今回の作品も基調は変わらない。ハリーの個性は健在だ。けばけば、ごたごたの他の抽象画群とは一味違う。しかし、抽象化の度が進んだというべきか、愚生には主題が認識できないのである。

国展の殆どは抽象画である。彫刻と工芸を除けば、写真を含め抽象画の森である。 愚考するに、無から捻り出された造形と、具象画が抽象化したものとの2様がある。 前者は奇抜さの競作で、驚きはするが、さしたる印象は受けない。すぐに飽きる。

後者は、画家の見ている主題が心のフィルターを通して心象風景(半具象)となる。 それが更に咀嚼発酵され、元の主題が見えぬまでに抽象化されるということかな。

しかし、その道程は俗人に想像しがたく、漠然とした親近感を感じるのみである。 されば、彼らは俗界の思惑を離れて勝手気儘に遊ぶ「仙人もどき」に違いない。 我等のハリー老公も、「老境」を抜け出して、今や「仙境」に遷移しつつあるか。

国展絵画部門展示

表現されているものは別として、版画の技法は急速に多様化しているようだ。 老公は伝統の木版画であるが、「デジタル○○」「デジタル△△」とあるのが増えた。
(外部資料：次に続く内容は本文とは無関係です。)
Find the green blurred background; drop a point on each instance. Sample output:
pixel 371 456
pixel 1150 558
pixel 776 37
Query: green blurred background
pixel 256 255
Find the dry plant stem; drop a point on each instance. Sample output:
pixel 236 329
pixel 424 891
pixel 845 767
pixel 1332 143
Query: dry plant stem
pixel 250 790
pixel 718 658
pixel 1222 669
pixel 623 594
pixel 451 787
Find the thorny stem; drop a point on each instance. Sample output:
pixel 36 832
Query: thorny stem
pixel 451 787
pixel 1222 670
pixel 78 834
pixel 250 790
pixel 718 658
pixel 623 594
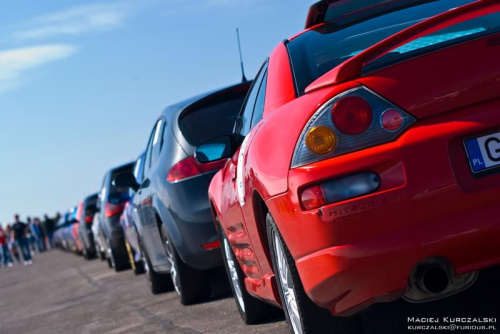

原版つくりにパソコンを用いるのだろうが、CGのプリントも版画の内らしい。 会場の表示に「版画 print」とあった。逆翻すれば「印刷=版画」である!。

絵画の部も、描くのではなく素材を組み合わせた立体的なものが散見される。 壁面からもくもく、ふさふさと膨れ上がったり、床の間の古畳らしきものだったり。もう、勝手におやりくださいという感じ。

小中学生の写真展が、作為も衒いもなく、これぞ本来の美的感覚と生き返る思いだった。

もちろん、抽象画にはそれなりの価値があるんだろうと思います。

門外漢が勝手なことを書きました。最後に謝っておきます。